Prominent Sabah watchers, when contacted, generally believe that the Muslim vote swing in Sandakan can be attributed to satisfaction over the Warisan-led government in Sabah and Shafie’s leadership.
They also hold that Umno’s decision to grant its Sabah chapter autonomy – the ability to make policy decisions without having to consult the party headquarters in Kuala Lumpur – could be the key to its revival.
Sabah Universiti Teknologi Mara lecturer Mohammed Raheezal Shah Abdul Karim said that if this autonomy means relaxing the rules for Sabah Umno division leadership elections, and more say for delegates from the state, it could make the party more appealing.
“If Umno can show that it is granting more autonomy than the other political parties, it will attract people to join Umno,” he said.
Shafie the one to beat
Umno’s headquarters decided in February to grant its Sabah chapter more power in the running of its own affairs.
One of the most important aspects of this is in the selection of candidates – hitherto left to the party president, opening up allegations of cronyism and warlordism.
However, the exact details on other duties passed on to Sabah Umno are still unknown at this point.
Autonomy, although much talked about, may not necessarily be Sabah Umno’s magic pill, as Shafie still stands in Umno’s way.
Universiti Malaysia Sabah social science lecturer Lee Kuok Tiung said that in the case of Sandakan, voters were primarily concerned about bread-and-butter issues, which are less appealing than Umno’s usual arsenal of race and religion rhetoric.
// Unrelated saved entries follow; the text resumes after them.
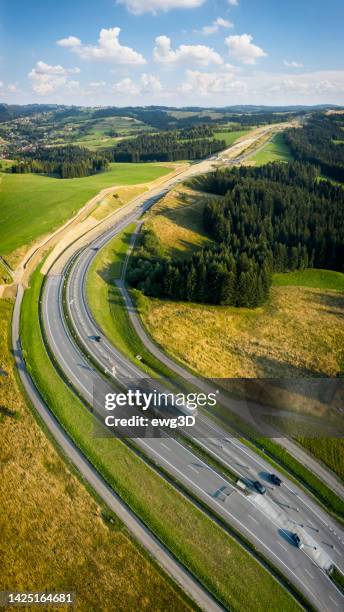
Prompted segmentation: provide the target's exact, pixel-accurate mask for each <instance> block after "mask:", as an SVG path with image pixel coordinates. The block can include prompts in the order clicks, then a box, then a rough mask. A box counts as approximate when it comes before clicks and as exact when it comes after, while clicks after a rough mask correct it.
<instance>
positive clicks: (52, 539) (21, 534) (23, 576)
mask: <svg viewBox="0 0 344 612" xmlns="http://www.w3.org/2000/svg"><path fill="white" fill-rule="evenodd" d="M13 305H14V303H13V301H12V300H3V299H0V355H1V357H0V362H1V363H0V365H1V368H2V369H4V370H5V371H6V372H7V376H6V377H4V376H1V377H0V396H1V407H0V427H1V449H0V454H1V466H2V469H1V479H0V506H1V512H2V520H1V538H0V558H1V586H2V589H5V590H6V589H8V590H11V589H12V590H13V589H18V590H21V589H22V588H23V587H24V586H25V588H27V589H30V590H35V589H37V586H38V585H39V587H40V588H41V589H46V590H48V589H52V590H55V589H56V590H58V589H61V588H65V589H69V588H73V590H75V592H76V593H77V598H78V603H77V609H78V610H84V611H87V610H99V593H101V599H102V609H103V610H125V609H127V610H136V609H138V608H139V609H140V610H142V612H149V611H150V610H152V609H155V610H164V612H175V611H176V610H177V609H178V611H179V610H180V612H190V610H191V609H194V608H195V606H193V605H192V604H191V606H189V602H188V601H187V598H186V597H185V596H184V595H183V594H182V592H181V590H179V589H177V588H176V586H175V585H174V584H173V583H172V581H171V580H170V579H169V578H168V577H167V576H166V574H164V572H163V571H161V570H160V568H159V567H158V566H157V565H156V564H155V563H152V562H151V560H150V559H149V557H148V555H145V554H144V553H143V551H142V549H141V547H138V546H137V545H136V542H135V541H134V540H133V538H132V537H131V535H130V533H129V532H128V531H127V529H126V528H125V526H124V525H123V523H121V521H120V520H119V519H118V517H117V516H116V515H114V514H113V513H112V512H110V511H109V510H108V509H106V508H105V507H104V505H103V504H102V503H101V501H100V500H99V499H95V498H94V497H93V496H92V495H90V492H89V490H87V489H86V487H85V486H84V483H83V482H82V481H81V479H79V478H78V477H77V475H76V474H75V473H73V471H72V470H70V468H69V466H68V465H67V462H66V461H65V460H64V458H63V457H62V456H61V455H60V454H59V452H58V451H57V449H56V448H55V447H54V444H53V443H52V441H51V439H50V438H49V436H47V435H46V433H45V432H44V431H43V429H42V428H41V427H40V425H39V424H38V422H37V421H36V419H35V418H34V416H33V414H32V412H31V410H30V409H29V406H28V405H27V403H26V401H25V399H24V396H23V394H22V393H21V392H20V389H19V386H18V385H17V376H16V367H15V363H14V359H13V354H12V350H11V342H10V337H11V320H12V311H13ZM23 474H25V502H23ZM9 491H10V492H11V494H10V495H9ZM5 517H6V519H7V520H6V519H5ZM9 517H10V518H9ZM3 519H4V520H3ZM57 534H58V536H57ZM13 542H15V546H14V545H13ZM124 559H125V563H123V560H124ZM76 568H77V571H76ZM94 584H97V589H95V588H94ZM142 593H144V597H143V596H142ZM44 608H45V609H46V610H47V609H48V608H47V606H44ZM49 609H50V610H52V609H53V608H51V607H50V606H49ZM54 609H57V608H55V607H54ZM197 610H198V608H197Z"/></svg>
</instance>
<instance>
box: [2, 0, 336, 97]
mask: <svg viewBox="0 0 344 612" xmlns="http://www.w3.org/2000/svg"><path fill="white" fill-rule="evenodd" d="M0 7H1V10H0V20H1V22H0V35H1V43H0V56H1V58H0V99H1V100H2V101H5V102H8V103H28V102H41V103H45V102H47V103H64V104H72V103H73V104H81V105H85V106H91V105H92V106H93V105H109V104H111V105H116V106H123V105H127V104H133V105H134V104H137V105H139V104H140V105H141V104H143V105H146V104H164V105H175V106H184V105H200V106H210V105H212V106H213V105H214V106H224V105H230V104H239V103H240V104H267V105H269V104H315V103H337V104H344V36H343V24H344V3H343V0H330V1H329V2H324V1H323V0H286V1H284V2H283V1H280V2H277V1H276V0H117V1H116V0H97V1H94V0H68V1H67V0H60V1H59V2H53V1H50V2H49V1H48V2H47V0H31V1H30V2H23V1H22V0H11V1H9V0H0Z"/></svg>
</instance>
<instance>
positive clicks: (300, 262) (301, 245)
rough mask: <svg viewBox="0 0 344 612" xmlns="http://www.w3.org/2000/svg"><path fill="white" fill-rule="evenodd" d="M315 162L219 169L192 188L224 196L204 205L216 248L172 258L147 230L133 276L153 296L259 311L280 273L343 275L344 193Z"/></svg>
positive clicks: (195, 183) (137, 255)
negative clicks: (261, 166) (191, 256)
mask: <svg viewBox="0 0 344 612" xmlns="http://www.w3.org/2000/svg"><path fill="white" fill-rule="evenodd" d="M318 173H319V170H318V168H317V167H315V166H312V165H310V164H303V163H300V162H297V161H296V162H291V163H289V164H284V163H278V162H277V163H273V164H268V165H266V166H262V167H260V168H245V167H240V168H234V169H228V170H218V171H216V172H214V173H211V174H208V175H204V176H203V177H200V178H198V179H196V180H194V181H193V187H196V188H197V189H201V190H202V191H205V192H209V194H213V195H214V194H216V195H221V196H223V198H221V199H219V198H214V197H211V195H209V200H208V201H207V203H206V205H205V207H204V213H203V224H204V231H205V232H206V233H207V235H208V236H209V237H210V238H212V240H213V244H212V245H211V246H207V247H205V248H203V249H200V250H199V251H198V252H196V253H194V254H193V255H192V257H191V258H186V259H185V260H183V261H180V260H173V259H171V258H168V257H166V256H165V254H164V250H163V248H162V246H161V244H160V243H159V241H158V239H157V237H156V235H155V234H154V233H153V232H152V231H151V230H149V229H145V230H143V232H142V233H141V235H140V238H139V242H138V244H137V246H136V248H135V250H134V253H133V256H132V258H131V263H130V267H129V271H128V280H129V282H130V284H131V285H132V286H133V287H136V288H138V289H140V290H142V291H143V292H144V293H146V294H147V295H150V296H156V297H166V298H170V299H177V300H183V301H193V302H201V303H212V304H223V305H232V306H246V307H250V308H253V307H256V306H258V305H260V304H262V303H264V301H265V300H266V299H267V297H268V295H269V288H270V285H271V276H272V273H273V272H277V271H278V272H285V271H291V270H297V269H303V268H311V267H316V268H329V269H333V270H339V271H342V270H343V265H344V190H343V189H342V187H339V186H335V185H333V184H332V183H331V182H329V181H318V180H317V176H318Z"/></svg>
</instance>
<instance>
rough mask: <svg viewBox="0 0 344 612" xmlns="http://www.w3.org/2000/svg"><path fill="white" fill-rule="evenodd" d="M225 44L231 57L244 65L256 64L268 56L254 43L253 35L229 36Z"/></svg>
mask: <svg viewBox="0 0 344 612" xmlns="http://www.w3.org/2000/svg"><path fill="white" fill-rule="evenodd" d="M225 43H226V45H227V47H228V48H229V51H230V53H231V55H233V57H235V58H236V59H237V60H238V61H239V62H242V63H243V64H255V63H256V60H257V59H259V58H260V57H266V56H267V53H265V51H263V49H261V48H260V47H258V46H257V45H254V44H253V43H252V36H251V34H236V35H234V36H228V37H227V38H226V40H225Z"/></svg>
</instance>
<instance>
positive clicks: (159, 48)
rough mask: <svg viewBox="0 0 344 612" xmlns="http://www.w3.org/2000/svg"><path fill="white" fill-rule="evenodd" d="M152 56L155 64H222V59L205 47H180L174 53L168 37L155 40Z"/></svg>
mask: <svg viewBox="0 0 344 612" xmlns="http://www.w3.org/2000/svg"><path fill="white" fill-rule="evenodd" d="M155 44H156V47H154V51H153V56H154V59H155V60H156V61H157V62H160V63H161V64H167V65H175V64H187V63H195V64H199V65H200V66H208V65H209V64H217V65H220V64H223V59H222V57H221V56H220V55H219V54H218V53H217V52H216V51H214V49H211V48H210V47H207V46H205V45H180V46H179V47H177V49H176V50H175V51H174V50H173V49H172V47H171V39H170V38H169V37H168V36H158V37H157V38H156V39H155Z"/></svg>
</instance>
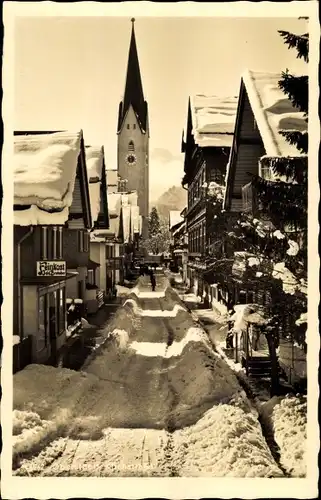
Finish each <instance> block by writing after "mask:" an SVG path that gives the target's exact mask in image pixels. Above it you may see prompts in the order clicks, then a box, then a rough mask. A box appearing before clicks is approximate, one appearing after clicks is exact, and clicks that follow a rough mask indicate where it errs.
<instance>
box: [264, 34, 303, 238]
mask: <svg viewBox="0 0 321 500" xmlns="http://www.w3.org/2000/svg"><path fill="white" fill-rule="evenodd" d="M279 33H280V35H281V36H282V37H283V39H284V41H285V43H286V44H287V45H288V48H289V49H292V48H295V49H296V50H297V57H298V58H303V59H304V61H306V62H308V60H309V35H308V34H307V33H305V34H304V35H301V36H300V35H295V34H292V33H289V32H287V31H279ZM308 84H309V80H308V76H305V75H304V76H295V75H291V74H290V73H289V72H288V70H286V71H285V72H283V73H282V78H281V79H280V81H279V87H280V89H282V90H283V92H284V93H285V94H286V95H287V97H288V98H289V99H290V101H291V102H292V104H293V106H294V107H296V108H298V109H299V110H300V111H301V112H303V113H304V114H305V117H306V121H308V101H309V92H308ZM280 134H281V135H283V137H285V139H286V141H287V142H288V143H289V144H291V145H294V146H296V148H297V149H298V151H299V152H300V153H301V154H302V156H297V157H283V158H280V157H276V158H264V159H262V165H264V166H269V167H270V169H271V170H272V171H273V172H274V174H276V175H277V176H282V177H285V178H286V182H281V181H279V182H272V181H268V180H265V179H262V178H259V177H257V178H256V179H254V184H255V186H256V188H257V190H258V195H259V198H260V201H261V203H262V206H263V208H264V209H265V210H267V211H268V212H269V213H270V214H271V217H272V220H273V221H274V222H277V221H279V224H280V225H283V226H285V225H290V226H292V227H295V228H296V229H298V230H303V231H306V229H307V195H308V193H307V191H308V158H307V154H308V132H306V131H299V130H293V131H280Z"/></svg>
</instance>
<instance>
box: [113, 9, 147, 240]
mask: <svg viewBox="0 0 321 500" xmlns="http://www.w3.org/2000/svg"><path fill="white" fill-rule="evenodd" d="M131 21H132V32H131V40H130V46H129V54H128V63H127V75H126V83H125V93H124V97H123V100H122V102H121V103H120V104H119V113H118V127H117V134H118V151H117V153H118V155H117V163H118V175H119V176H120V178H121V179H122V180H123V181H125V186H126V187H125V189H126V191H137V195H138V206H139V209H140V214H141V215H142V221H143V228H142V234H143V238H146V237H147V235H148V219H147V218H148V213H149V124H148V106H147V102H146V101H145V98H144V93H143V86H142V80H141V75H140V69H139V62H138V55H137V47H136V38H135V29H134V22H135V19H132V20H131ZM126 181H127V182H126Z"/></svg>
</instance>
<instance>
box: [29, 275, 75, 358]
mask: <svg viewBox="0 0 321 500" xmlns="http://www.w3.org/2000/svg"><path fill="white" fill-rule="evenodd" d="M72 277H73V275H71V276H69V275H67V274H65V276H64V277H59V276H36V277H34V278H28V279H22V280H21V287H22V326H23V337H24V338H25V337H28V336H31V338H32V354H31V357H32V362H33V363H48V364H52V365H56V364H57V360H58V357H59V350H60V349H61V348H62V347H63V346H64V344H65V342H66V329H67V315H66V283H67V280H68V279H70V278H72Z"/></svg>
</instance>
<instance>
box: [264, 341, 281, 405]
mask: <svg viewBox="0 0 321 500" xmlns="http://www.w3.org/2000/svg"><path fill="white" fill-rule="evenodd" d="M265 335H266V340H267V343H268V346H269V354H270V359H271V397H273V396H278V395H279V389H280V383H279V365H278V358H277V355H276V349H275V344H274V340H273V336H272V333H269V334H265Z"/></svg>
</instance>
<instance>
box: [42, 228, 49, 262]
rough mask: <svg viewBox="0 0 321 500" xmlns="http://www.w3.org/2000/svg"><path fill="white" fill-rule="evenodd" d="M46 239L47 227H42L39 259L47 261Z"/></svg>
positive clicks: (46, 238) (47, 244) (47, 253)
mask: <svg viewBox="0 0 321 500" xmlns="http://www.w3.org/2000/svg"><path fill="white" fill-rule="evenodd" d="M47 245H48V238H47V227H46V226H43V227H42V228H41V258H42V259H44V260H46V259H48V251H47V250H48V247H47Z"/></svg>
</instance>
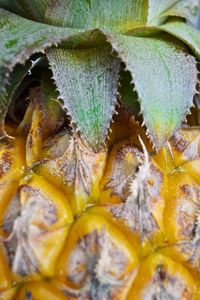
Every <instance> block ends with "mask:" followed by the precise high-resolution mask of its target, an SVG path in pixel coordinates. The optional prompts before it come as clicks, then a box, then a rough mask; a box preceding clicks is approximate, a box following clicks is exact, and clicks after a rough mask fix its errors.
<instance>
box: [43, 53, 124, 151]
mask: <svg viewBox="0 0 200 300" xmlns="http://www.w3.org/2000/svg"><path fill="white" fill-rule="evenodd" d="M47 54H48V59H49V61H50V65H51V68H52V71H53V74H54V79H55V82H56V85H57V87H58V89H59V91H60V96H61V98H62V99H63V100H64V104H65V106H66V107H67V109H68V111H69V113H70V116H71V117H72V120H73V121H74V122H75V123H76V124H78V127H79V129H80V131H81V133H82V134H83V135H84V137H85V139H86V140H87V142H88V143H89V144H90V146H92V147H93V148H94V149H99V148H100V147H101V146H102V143H103V142H104V140H105V138H106V135H107V129H108V127H109V125H110V120H111V118H112V115H113V111H114V110H115V104H116V94H117V82H118V73H119V66H120V62H119V60H118V59H117V58H116V57H115V56H112V55H111V49H110V47H103V48H92V49H82V50H65V49H57V48H55V49H50V50H49V51H48V53H47Z"/></svg>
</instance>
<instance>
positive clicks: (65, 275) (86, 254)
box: [57, 212, 137, 299]
mask: <svg viewBox="0 0 200 300" xmlns="http://www.w3.org/2000/svg"><path fill="white" fill-rule="evenodd" d="M92 217H94V219H93V218H92ZM83 224H84V227H82V225H83ZM119 239H124V242H125V241H126V238H125V236H123V234H122V233H121V232H120V231H116V230H115V229H114V228H113V226H112V225H111V224H109V222H108V221H106V220H105V219H104V218H103V217H102V216H100V215H98V213H97V212H96V213H95V214H94V215H92V214H86V215H84V216H82V217H81V218H80V219H79V221H78V222H76V224H74V226H73V227H72V229H71V231H70V233H69V235H68V238H67V240H66V247H65V249H64V250H63V253H62V256H61V259H60V262H59V264H58V270H57V271H58V274H59V276H58V279H59V280H60V281H61V282H63V288H62V289H63V290H65V291H66V293H71V294H72V295H76V294H77V293H78V294H79V295H80V297H83V298H84V297H86V298H87V297H92V299H100V295H101V297H102V298H103V299H104V298H105V299H107V298H108V299H114V298H112V297H114V295H116V293H117V290H119V292H120V293H122V294H123V293H124V292H125V291H126V288H127V286H128V284H129V282H130V280H131V279H132V276H133V270H134V268H135V266H136V264H137V257H136V254H135V252H134V250H133V248H132V247H131V245H130V244H129V242H128V241H126V242H125V243H126V246H125V245H124V246H122V245H121V246H120V245H119V244H118V240H119ZM122 291H123V292H122ZM95 295H96V296H95ZM94 297H96V298H94Z"/></svg>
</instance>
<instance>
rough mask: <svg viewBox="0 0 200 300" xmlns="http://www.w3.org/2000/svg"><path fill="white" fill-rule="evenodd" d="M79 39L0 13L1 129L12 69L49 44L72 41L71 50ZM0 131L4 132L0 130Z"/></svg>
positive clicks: (65, 32)
mask: <svg viewBox="0 0 200 300" xmlns="http://www.w3.org/2000/svg"><path fill="white" fill-rule="evenodd" d="M72 37H73V38H72ZM89 37H90V33H89V32H88V33H85V35H84V39H85V38H89ZM73 39H74V40H73ZM82 39H83V38H82V36H81V35H78V31H77V30H75V29H68V28H59V27H55V26H49V25H44V24H40V23H36V22H33V21H29V20H27V19H24V18H21V17H19V16H17V15H14V14H12V13H10V12H7V11H5V10H3V9H0V40H1V43H0V82H1V86H0V112H1V120H2V122H1V126H2V124H3V117H2V116H5V113H6V111H7V107H8V104H9V97H7V95H6V88H7V87H8V85H9V74H10V73H11V72H12V70H13V68H14V67H15V65H16V64H18V63H21V64H22V63H24V62H25V61H26V60H27V59H28V58H29V57H30V56H31V55H32V54H33V53H35V52H41V51H43V50H44V49H46V48H48V47H50V46H51V45H52V44H56V43H59V42H61V41H63V40H65V41H69V42H70V41H71V43H72V40H73V46H75V45H76V44H78V43H79V42H80V41H82ZM1 131H4V129H3V128H2V127H1Z"/></svg>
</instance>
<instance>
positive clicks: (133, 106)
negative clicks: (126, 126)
mask: <svg viewBox="0 0 200 300" xmlns="http://www.w3.org/2000/svg"><path fill="white" fill-rule="evenodd" d="M119 95H120V101H121V103H122V104H123V105H124V107H125V108H126V109H127V110H128V111H130V112H131V113H132V114H134V116H135V117H136V118H138V115H139V113H140V103H139V101H138V95H137V92H136V91H135V86H134V83H133V82H132V76H131V74H130V72H129V71H125V70H122V71H121V72H120V80H119Z"/></svg>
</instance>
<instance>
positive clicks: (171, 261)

Lee also pointed out that a good portion of voters are also inclined to back the government of the day, meaning that Harapan and Warisan can count on the advantage of incumbency.
Universiti Malaysia Sarawak linguist and frequent political commentator Jeneri Amir believes that Sabah Umno’s biggest obstacle is their former colleague Shafie.
Jeneri said that many of Sabah Umno’s former supporters now see Shafie, who was with Umno from 1994 to 2017, as a credible Muslim leader capable of delivering change.